Trent Jansen: Two Decades of Design Anthropology
Presented by Useful Objects
DETAILS
Free, no booking required
Useful Objects
47 Easey Street, Collingwood VIC, Australia
DATES
Thu 15 May 12 – 5pm
Fri 16 May 12 – 5pm
Sat 17 May 12 – 5pm
Wed 21 May 12 – 5pm
Thu 22 May 12 – 5pm
Fri 23 May 12 – 5pm
Sat 24 May 12 – 5pm
This survey exhibition celebrates Dr Trent Jansen’s first twenty years of design practice highlighting his evolution as one of Australia’s most innovative object designers. Through his distinctive approach of design anthropology, Jansen examines the past and reimagines a contemporary Australian identity. Grounded in Material Culture Theory, this methodology blends research, storytelling, and co-creation to produce artefacts that embody cultural values, ideas, and histories.

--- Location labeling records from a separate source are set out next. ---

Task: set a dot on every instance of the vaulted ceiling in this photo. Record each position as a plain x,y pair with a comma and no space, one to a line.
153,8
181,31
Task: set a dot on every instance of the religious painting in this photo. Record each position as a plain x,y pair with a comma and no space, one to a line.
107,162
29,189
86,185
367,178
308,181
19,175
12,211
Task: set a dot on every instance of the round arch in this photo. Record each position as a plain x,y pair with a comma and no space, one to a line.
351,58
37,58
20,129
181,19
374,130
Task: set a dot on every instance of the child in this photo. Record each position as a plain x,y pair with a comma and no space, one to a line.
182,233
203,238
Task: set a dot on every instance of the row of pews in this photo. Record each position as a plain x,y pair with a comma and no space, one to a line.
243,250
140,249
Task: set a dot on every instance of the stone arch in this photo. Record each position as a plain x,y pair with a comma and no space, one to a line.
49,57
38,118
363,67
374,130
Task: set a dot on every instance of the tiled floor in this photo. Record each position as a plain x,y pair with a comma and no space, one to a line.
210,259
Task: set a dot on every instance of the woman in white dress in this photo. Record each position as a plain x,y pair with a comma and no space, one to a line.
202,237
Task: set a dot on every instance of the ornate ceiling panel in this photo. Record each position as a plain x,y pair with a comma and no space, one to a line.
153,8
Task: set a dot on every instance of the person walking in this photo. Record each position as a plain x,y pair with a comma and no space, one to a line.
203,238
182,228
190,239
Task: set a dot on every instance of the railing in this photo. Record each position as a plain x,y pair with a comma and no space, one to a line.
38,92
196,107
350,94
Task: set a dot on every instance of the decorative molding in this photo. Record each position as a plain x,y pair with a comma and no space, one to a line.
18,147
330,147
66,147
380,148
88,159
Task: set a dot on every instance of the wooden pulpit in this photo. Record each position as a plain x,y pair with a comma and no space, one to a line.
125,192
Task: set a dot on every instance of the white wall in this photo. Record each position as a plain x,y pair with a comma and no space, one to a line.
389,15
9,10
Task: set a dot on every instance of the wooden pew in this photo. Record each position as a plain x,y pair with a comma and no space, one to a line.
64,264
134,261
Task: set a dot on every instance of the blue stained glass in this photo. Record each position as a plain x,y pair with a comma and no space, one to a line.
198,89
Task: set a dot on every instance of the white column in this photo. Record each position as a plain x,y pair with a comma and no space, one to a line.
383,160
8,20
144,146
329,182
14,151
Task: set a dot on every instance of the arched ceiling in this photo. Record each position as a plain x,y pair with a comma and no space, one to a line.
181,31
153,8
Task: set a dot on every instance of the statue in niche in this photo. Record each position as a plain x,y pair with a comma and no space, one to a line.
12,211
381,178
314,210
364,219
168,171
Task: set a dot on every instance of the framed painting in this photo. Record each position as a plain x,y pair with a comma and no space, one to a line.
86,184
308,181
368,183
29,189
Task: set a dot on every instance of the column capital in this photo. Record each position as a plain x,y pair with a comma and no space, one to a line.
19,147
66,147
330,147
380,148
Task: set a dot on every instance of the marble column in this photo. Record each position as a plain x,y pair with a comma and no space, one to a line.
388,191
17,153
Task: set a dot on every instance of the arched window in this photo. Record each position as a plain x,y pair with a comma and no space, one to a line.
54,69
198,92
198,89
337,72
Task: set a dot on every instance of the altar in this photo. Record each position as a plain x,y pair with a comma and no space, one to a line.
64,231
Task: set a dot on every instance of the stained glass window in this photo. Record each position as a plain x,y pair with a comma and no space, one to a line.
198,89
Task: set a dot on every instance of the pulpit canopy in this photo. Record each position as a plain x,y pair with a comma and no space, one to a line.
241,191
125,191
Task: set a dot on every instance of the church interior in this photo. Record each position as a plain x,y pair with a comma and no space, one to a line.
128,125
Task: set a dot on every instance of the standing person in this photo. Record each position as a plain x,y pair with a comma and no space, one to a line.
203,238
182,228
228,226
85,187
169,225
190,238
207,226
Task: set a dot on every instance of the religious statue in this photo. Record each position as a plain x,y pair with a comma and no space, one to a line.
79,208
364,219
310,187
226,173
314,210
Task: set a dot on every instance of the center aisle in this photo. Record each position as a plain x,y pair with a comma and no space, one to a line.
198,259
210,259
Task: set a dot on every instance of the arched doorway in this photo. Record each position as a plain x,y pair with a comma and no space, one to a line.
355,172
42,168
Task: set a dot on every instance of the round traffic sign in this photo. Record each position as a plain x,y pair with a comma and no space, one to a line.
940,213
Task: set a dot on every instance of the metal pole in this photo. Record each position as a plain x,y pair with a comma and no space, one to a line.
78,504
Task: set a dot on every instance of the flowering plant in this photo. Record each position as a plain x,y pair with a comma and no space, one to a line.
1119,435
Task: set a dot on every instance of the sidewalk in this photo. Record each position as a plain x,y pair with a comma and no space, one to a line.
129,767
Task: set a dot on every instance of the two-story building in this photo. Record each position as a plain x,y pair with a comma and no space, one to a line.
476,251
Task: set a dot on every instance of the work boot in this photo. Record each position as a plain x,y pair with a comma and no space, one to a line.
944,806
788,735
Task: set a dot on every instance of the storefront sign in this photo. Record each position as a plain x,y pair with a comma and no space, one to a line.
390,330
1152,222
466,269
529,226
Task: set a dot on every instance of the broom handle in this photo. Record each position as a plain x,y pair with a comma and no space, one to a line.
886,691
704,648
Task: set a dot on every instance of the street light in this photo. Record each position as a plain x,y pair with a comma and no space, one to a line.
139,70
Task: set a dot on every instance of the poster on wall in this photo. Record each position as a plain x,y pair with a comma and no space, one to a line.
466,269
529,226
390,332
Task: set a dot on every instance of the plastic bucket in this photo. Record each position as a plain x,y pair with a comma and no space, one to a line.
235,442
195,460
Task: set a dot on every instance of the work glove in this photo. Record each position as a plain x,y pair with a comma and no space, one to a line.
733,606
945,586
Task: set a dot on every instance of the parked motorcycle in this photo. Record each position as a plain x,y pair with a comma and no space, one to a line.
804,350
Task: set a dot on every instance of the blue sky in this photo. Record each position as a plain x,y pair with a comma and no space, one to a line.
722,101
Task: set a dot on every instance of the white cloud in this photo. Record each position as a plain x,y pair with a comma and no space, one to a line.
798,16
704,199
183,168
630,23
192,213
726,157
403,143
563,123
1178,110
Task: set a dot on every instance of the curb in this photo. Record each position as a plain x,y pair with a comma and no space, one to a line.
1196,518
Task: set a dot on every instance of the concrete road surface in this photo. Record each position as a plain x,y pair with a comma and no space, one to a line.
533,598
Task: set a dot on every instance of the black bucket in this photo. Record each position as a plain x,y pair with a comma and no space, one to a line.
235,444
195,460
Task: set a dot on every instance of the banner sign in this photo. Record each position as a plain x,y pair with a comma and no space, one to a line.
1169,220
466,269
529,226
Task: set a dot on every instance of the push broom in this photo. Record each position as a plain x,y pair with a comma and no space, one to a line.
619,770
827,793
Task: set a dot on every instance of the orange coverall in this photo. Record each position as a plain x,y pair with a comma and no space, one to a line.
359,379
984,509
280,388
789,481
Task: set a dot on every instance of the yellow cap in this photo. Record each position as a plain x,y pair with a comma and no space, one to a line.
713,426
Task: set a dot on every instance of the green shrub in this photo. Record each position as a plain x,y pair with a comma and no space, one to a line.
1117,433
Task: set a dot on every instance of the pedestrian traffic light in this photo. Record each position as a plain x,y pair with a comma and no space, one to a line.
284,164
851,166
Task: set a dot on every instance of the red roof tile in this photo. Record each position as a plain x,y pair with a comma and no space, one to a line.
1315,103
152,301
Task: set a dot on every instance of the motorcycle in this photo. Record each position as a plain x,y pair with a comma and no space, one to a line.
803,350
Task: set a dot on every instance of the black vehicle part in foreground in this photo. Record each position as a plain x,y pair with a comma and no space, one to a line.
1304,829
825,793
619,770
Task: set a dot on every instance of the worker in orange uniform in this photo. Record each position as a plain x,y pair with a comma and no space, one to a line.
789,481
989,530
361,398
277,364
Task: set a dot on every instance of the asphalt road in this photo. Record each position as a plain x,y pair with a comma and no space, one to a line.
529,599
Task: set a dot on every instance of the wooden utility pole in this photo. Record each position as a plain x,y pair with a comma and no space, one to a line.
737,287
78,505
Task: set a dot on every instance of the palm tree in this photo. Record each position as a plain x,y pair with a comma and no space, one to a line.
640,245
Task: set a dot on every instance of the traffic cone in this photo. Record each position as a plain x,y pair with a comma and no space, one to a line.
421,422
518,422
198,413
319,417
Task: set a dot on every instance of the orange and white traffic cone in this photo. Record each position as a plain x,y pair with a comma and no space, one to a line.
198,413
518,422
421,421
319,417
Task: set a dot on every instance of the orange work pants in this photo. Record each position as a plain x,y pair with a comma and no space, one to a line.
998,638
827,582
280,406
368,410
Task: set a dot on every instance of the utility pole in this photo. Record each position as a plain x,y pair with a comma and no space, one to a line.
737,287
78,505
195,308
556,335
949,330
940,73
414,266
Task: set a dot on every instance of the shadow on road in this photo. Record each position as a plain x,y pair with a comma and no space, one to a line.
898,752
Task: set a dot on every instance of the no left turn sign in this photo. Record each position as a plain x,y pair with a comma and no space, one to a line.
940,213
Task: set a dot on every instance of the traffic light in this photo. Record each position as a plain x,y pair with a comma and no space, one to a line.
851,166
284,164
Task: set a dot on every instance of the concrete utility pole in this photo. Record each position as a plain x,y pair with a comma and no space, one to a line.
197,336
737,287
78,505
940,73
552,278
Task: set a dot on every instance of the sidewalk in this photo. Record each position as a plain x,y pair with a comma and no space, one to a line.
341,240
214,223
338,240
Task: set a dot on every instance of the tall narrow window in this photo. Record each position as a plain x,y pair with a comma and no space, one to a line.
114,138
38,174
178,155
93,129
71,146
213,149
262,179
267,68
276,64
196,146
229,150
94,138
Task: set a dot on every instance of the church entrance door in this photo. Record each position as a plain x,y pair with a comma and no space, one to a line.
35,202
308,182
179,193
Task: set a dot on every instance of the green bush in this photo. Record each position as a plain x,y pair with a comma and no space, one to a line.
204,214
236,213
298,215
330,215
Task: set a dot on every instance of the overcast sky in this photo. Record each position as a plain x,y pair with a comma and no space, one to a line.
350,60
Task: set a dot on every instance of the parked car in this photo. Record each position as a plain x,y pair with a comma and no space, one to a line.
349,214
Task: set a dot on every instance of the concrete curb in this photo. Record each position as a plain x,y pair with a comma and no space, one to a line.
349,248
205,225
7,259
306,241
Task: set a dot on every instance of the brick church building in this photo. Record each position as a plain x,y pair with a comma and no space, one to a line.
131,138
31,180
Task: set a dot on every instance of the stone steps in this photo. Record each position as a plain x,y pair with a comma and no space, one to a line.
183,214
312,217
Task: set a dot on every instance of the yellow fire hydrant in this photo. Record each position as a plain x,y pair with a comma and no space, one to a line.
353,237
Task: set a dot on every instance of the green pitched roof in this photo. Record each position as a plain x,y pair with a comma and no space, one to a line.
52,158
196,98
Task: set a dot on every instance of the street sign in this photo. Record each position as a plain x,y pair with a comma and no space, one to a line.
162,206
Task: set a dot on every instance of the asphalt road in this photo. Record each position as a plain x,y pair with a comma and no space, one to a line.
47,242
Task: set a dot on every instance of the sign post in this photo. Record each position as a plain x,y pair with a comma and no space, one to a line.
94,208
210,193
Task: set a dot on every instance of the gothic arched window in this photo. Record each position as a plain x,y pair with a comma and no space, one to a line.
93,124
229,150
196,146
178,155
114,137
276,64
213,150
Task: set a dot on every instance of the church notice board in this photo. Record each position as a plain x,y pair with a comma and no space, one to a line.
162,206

The exhibition follows Jansen’s journey from his early works, transforming road signs into stools, to groundbreaking collaborations with Indigenous Australian artists and designers, including Vicki West, Johnny Nargoodah, Errol Evans, and Tanya Singer. More than collaboration, Jansen builds lasting relationships that extend beyond the final product, ensuring that the voices and stories of those he works with continue to shape narratives of Country, culture, and identity. These partnerships have produced objects that honour marginal histories and cultural narratives, telling relational stories that offer a new foundation for Australia identity.
Participants
Trent Jansen
Trent Jansen is a designer based in Thirroul, Australia, and Lecturer at the University of New South Wales Art & Design, Sydney Australia. Jansen developed Design Anthropology as a method to embody important cultural narratives in three-dimensional forms, so that these objects might become repositories for the dissemination of significant, but often marginal stories. Jansen’s work echoes a dedication to the principals of Designing with Country, through ongoing collaborative relationships with Dharug artist and designer Bernadette Hardy, Nyikana artist and designer Johnny Nargoodah, Pitjantjara and Yankunytjatjara artist and designer Tanya Singer, and Djabugay and Western Yalanji artist and designer Errol Evans. These collaborations realise meaningful objects that share stories of cultural heritage, navigating sensitive, marginal, and often multi-storied narratives. Jansen and his collaborators have developed limited edition, one-off and site-specific works for clients including the Molonglo Group, Charter Hall and Mirvac, and have works acquired as part of the permanent collection of the National Gallery of Victoria.